I teach at a Title I school in a suburb of Philadelphia. My students are a diverse mix of many different races and religions, and life experiences. The students have found that these differences are something that should be discussed and celebrated; not ignored or avoided.
When students know that their history matters, they can be moved to make a difference.
It has been my experience that students become more engaged when they know that they are represented in the texts that they read. Last year, my students wrote letters to a textbook publisher, pointing out a questions in the reading anthology that was worded in an insensitive way. Not only did they receive a personal, written response, but the CEO of the company pledged to make a change and use their suggested wording in the next edition of the anthology.
That experience, along with increased engagement of all students, has led me to want to do even more this school year.
Many times, the standard history textbook only tells the story from the point of view of the people who ended up in power.

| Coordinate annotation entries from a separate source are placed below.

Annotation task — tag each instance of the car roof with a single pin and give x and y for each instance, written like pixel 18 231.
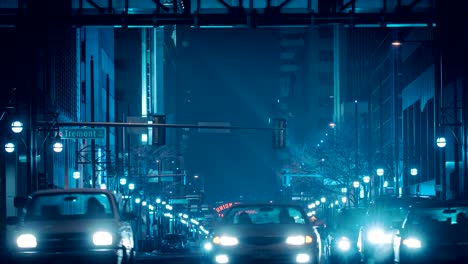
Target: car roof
pixel 265 204
pixel 437 204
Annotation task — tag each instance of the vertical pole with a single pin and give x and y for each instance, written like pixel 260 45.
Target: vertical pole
pixel 396 116
pixel 356 154
pixel 444 176
pixel 93 142
pixel 465 136
pixel 108 159
pixel 456 146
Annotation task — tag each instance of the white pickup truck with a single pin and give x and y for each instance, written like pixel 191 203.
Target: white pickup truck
pixel 68 225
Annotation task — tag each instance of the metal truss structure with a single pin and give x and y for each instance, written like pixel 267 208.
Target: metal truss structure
pixel 221 13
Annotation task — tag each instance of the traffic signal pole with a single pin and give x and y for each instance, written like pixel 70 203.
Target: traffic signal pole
pixel 124 124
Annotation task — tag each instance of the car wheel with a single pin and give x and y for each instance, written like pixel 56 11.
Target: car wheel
pixel 129 258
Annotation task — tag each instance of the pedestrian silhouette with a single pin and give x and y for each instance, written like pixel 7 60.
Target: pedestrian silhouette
pixel 244 219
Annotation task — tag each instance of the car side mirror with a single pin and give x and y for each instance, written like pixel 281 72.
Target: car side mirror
pixel 128 216
pixel 397 224
pixel 20 201
pixel 12 220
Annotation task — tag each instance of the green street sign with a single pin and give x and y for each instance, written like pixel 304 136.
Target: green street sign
pixel 83 133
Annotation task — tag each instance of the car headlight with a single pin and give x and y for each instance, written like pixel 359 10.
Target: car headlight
pixel 344 244
pixel 26 241
pixel 298 240
pixel 207 246
pixel 412 242
pixel 225 240
pixel 378 236
pixel 102 238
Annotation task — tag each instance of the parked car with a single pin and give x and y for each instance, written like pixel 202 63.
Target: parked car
pixel 341 242
pixel 384 216
pixel 434 232
pixel 265 232
pixel 66 225
pixel 174 242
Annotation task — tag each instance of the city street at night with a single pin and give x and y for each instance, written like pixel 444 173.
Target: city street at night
pixel 234 131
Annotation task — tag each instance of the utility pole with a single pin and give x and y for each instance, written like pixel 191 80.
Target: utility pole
pixel 93 142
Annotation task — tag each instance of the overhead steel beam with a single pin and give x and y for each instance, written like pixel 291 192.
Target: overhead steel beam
pixel 229 20
pixel 246 14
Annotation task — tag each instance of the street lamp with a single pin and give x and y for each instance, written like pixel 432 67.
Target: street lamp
pixel 17 127
pixel 441 143
pixel 9 147
pixel 123 181
pixel 380 172
pixel 356 184
pixel 58 145
pixel 76 175
pixel 366 179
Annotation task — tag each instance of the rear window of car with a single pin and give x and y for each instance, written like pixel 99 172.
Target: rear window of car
pixel 270 214
pixel 69 206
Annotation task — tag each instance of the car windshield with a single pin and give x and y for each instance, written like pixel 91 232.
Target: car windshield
pixel 349 219
pixel 174 237
pixel 448 225
pixel 270 214
pixel 389 211
pixel 69 206
pixel 438 217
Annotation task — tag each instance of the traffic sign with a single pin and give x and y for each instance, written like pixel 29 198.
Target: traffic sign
pixel 83 133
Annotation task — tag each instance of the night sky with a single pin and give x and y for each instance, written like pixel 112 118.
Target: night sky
pixel 233 75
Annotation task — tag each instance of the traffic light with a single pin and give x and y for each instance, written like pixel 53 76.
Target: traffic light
pixel 279 133
pixel 159 133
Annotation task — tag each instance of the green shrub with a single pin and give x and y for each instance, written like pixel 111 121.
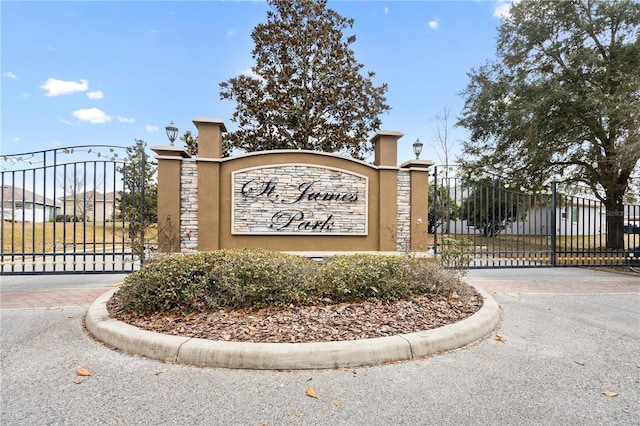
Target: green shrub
pixel 255 278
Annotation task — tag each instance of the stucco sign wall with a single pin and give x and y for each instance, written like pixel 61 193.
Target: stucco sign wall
pixel 289 199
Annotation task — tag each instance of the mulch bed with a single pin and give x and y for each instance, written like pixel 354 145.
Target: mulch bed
pixel 310 323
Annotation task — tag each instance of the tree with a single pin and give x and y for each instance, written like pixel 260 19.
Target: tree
pixel 138 203
pixel 442 207
pixel 562 100
pixel 306 91
pixel 443 145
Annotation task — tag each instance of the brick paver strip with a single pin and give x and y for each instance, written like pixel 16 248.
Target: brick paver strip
pixel 50 298
pixel 85 297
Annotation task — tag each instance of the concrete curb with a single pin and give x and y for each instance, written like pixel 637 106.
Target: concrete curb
pixel 289 356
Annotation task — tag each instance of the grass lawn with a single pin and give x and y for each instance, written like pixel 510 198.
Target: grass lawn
pixel 61 236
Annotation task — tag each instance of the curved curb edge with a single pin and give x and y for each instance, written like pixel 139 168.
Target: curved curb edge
pixel 289 356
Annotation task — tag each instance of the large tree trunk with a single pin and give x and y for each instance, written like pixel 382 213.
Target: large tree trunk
pixel 615 220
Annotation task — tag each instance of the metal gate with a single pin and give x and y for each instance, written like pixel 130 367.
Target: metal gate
pixel 494 224
pixel 62 212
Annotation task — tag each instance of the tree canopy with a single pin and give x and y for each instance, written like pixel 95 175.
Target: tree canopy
pixel 562 99
pixel 307 90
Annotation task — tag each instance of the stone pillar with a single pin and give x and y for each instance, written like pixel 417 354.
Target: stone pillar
pixel 169 173
pixel 386 158
pixel 209 159
pixel 419 173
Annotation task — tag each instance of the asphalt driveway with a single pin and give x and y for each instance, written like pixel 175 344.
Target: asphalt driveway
pixel 568 336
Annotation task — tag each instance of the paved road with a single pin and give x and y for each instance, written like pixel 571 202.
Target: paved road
pixel 567 336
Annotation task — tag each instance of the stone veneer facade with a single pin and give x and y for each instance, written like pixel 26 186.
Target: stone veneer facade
pixel 368 207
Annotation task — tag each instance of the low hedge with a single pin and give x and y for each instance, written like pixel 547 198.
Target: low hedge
pixel 256 278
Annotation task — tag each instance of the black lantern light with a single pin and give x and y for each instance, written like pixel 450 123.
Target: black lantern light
pixel 417 148
pixel 172 132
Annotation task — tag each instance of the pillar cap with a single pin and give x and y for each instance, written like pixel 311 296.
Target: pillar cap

There may be a sidebar or a quote here and there to represent the minority groups, but the story as a whole, is told from a power perspective.
This book will give students the opportunity to cross reference the narrative in the textbook with a history told from the point of view of groups that are often left out of that narrative.
The point of view of enslaved Africans, Native Americans, women, poor workers, immigrants, and others who do not fall into the typical hero role of the explorers and founding fathers will show students that the United States was built by and made great by a diverse group of people who need to continue to work together and continue to improve the country.